Charles Malik in Universal Declaration of Human Rights (UDHR)

Basic Information

Name: Charles Habib Malik

Nicknames: Doctor Malik, Malik the Greek

Born: sometime in 1906

Died: December 28th, 1987

Nationality: Lebanese

Hometown: Btourram, Lebanon

WORK & EDUCATION

Occupation: diplomat and philosopher

Education: University of Freiburg, Harvard University

FAMILY & FRIENDS

Parents: Habib Malik and Zarifa Karam

Sibling: Ramzi Habib Malik

Spouse: Eva Habib Badr

Children: Habib

Friends: Karim Azkoul, Eleanor Roosevelt, and Dag Hammarskjöld

Foes: Palestine Liberation Organization and Andrei Gromyko


Analysis

Man of (Four) Principles

When the U.N. was first started, people around the world asked, "What's this thing going to do, exactly?" Some people are still asking that question.

Charles Malik believed that protecting and promoting human rights ought to be the organization's primary purpose. A signer of the original U.N. Charter, Malik was also considered one of the intellectual leaders of the drafting committee for the UDHR (source).

Malik hailed from the newly independent country of Lebanon and was his nation's ambassador to the U.N. from the inception of the organization until 1955. After the drafting of the declaration, Malik's most important job was convincing the U.N.'s 58 member nations to adopt the document. We're not sure, but we'd guess it was a little like herding cats.

A Harvard-educated philosopher, Malik brought a philosopher's perspective to the enterprise. His "Four Basic Principles," which guided his UDHR work, were:

  • The individual comes before any state or ethnic/cultural group.
  • The most valuable possessions of individuals are their minds and consciences.
  • Coercion by states, governments, or religions of individuals is wrong, wrong, wrong.
  • An individual's conscience is the best judge of right and wrong.

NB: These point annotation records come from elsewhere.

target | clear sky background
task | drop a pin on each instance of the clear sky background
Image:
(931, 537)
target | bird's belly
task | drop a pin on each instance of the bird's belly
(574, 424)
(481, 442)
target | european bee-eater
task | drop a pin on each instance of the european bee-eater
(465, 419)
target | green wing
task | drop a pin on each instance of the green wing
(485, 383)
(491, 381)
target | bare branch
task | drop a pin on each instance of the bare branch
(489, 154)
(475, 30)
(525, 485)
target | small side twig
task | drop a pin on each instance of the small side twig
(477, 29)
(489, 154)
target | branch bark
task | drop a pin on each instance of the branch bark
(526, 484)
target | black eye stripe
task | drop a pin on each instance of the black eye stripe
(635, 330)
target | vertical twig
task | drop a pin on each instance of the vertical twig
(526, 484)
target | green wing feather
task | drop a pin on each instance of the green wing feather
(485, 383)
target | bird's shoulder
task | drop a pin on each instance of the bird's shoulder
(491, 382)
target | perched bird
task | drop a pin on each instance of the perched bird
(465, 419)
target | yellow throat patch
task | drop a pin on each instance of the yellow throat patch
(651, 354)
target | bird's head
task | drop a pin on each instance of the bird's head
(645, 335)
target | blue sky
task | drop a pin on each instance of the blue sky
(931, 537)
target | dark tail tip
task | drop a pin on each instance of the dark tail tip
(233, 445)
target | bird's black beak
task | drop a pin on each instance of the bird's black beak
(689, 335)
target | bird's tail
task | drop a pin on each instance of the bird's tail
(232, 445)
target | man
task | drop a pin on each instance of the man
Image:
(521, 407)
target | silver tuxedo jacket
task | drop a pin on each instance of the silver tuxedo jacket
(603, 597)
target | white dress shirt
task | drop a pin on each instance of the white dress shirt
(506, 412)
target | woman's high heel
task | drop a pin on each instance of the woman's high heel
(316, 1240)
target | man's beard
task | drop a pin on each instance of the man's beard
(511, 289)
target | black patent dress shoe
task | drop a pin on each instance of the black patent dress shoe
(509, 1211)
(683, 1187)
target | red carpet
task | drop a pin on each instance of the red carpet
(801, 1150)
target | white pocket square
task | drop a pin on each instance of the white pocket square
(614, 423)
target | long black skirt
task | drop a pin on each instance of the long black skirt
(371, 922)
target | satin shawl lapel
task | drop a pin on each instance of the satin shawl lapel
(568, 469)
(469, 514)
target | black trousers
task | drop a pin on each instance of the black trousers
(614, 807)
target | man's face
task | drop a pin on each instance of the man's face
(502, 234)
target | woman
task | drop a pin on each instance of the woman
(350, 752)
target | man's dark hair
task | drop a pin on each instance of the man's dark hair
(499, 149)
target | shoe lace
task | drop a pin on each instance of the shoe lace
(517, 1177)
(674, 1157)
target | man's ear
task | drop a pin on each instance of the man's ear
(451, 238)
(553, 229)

Malik argued to the assembly that even a person with economic security couldn't be free if he or she was denied freedom of religion and thought (source). Human rights were all about the individual. This was an important argument against the competing philosophy of the Soviet Union, which argued that human rights could only be exercised through the collective and the state.

Religious liberty was also a key pillar of the declaration to Malik, who was a Greek Orthodox Christian in a country of both Christians and Muslims (source). A deeply religious man, Malik made frequent reference to his Christian faith in his speeches (source).

Malik remained at the U.N. for 10 years after the UDHR was adopted, and he returned in 1957 to serve two more years, the last one as the president of the General Assembly.

"[The UDHR] will, in essence, be an answer to the question: what is man?" Malik once said. Decades before The Big Lebowski attempted to answer that question, Malik was at the front of the pack.